I used this to quickly go through all the important kanji and their meanings. I neglected readings, but I think it was worth it, since now I can recognize characters more confidently, and pick up readings in context with vocabulary.

Unfortunately it's currently unavailable via Amazon, but the item listing lets you preview the book. Use that to see if you like it. Alternatively, see if you can find it at a local bookstore so you can page through it (I bought mine at Barnes & Noble), or check your local library (which may be able to order it if you ask for it). You can also use those methods to preview other books, like RTK.

  1. KanjiStudy. It's an app for Android (and iPhone, but last I checked, that version is considerably behind). Great for quizzes and writing practice, and it supports grouping the kanji by whatever order you want, be it KKLC, RTK, Japanese grade levels, etc. $10 and super worth it (again, at least on Android), but you can try it for free to access the kana, radicals, and one "level" of Kanji for each learning order. The only think it's missing is a spaced repetition system, but that's coming eventually.

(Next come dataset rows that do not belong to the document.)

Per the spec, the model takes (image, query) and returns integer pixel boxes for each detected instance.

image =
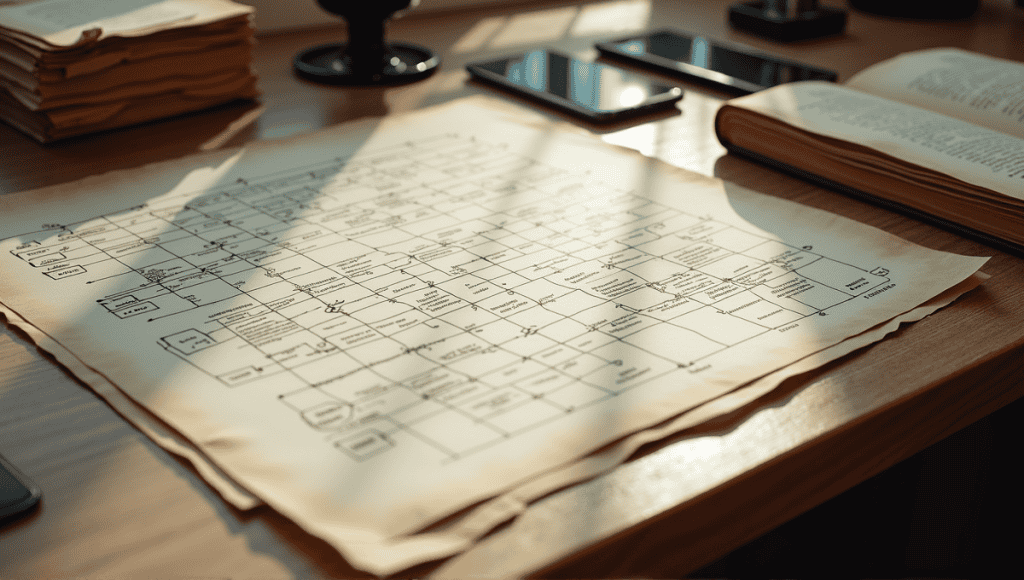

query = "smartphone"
[0,455,42,523]
[597,30,839,94]
[466,49,683,123]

  2. WaniKani. I like it as a convenient supplement to keep me studying kanji regularly. You can get many of the same features with an Anki deck, so it's up to you if it's worth the convenience, style, and audio samples. The mnemonics have improved, but are still way too goofy for me, but that's what I have KKLC for anyway. There's a free trial, so it's worth checking out. Plus the people running the site and the community seem cool. Also, it includes vocabulary, which is nice, and has an API to integrate with other apps, like BunPro and SatoriReader, which can add a little value.

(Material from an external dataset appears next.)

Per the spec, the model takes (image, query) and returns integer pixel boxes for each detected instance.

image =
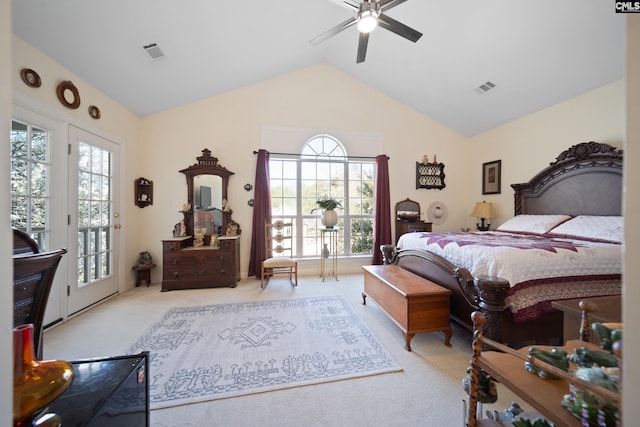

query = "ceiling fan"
[309,0,422,64]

by zeroxOnReddit   2019-07-21

I have no idea if it’s an efficient method or not but I use The Kodansha kanji learner’s course. I do 16 new kanji a day and I use the anki deck for the book to keep them in my memory. Whenever I flip a card, no matter the side, I write it down. Helps me remember better. I only try to remember the main On reading for each kanji and even then I don’t force it. If I can’t memorize it I don’t try that much harder. For the readings I just read a lot of texts and when I come across a word that uses a kanji I know I don’t know the reading of, that’s how I learn the readings. Eventually you become magically able to determine the reading for words even with kanji that have a lot of different pronunciations.

by Shocolate15   2019-07-21

Much cheaper on Amazon UK.

by hudibras   2017-11-13
Probably goes without saying that there are as many ways to learn Japanese as there are students. The only really hard-and-fast rule is that whatever you're doing, you need to do a lot more of it than you think.

That said, I've found that the kanji separately really helped my Japanese studying. If nothing else, it's kept me from falling too far behind the Chinese and Taiwanese students in class...

The book I used for the kanji is The Kodansha Kanji Learner's Course by Andrew Scott Conning. Can't recommend it enough.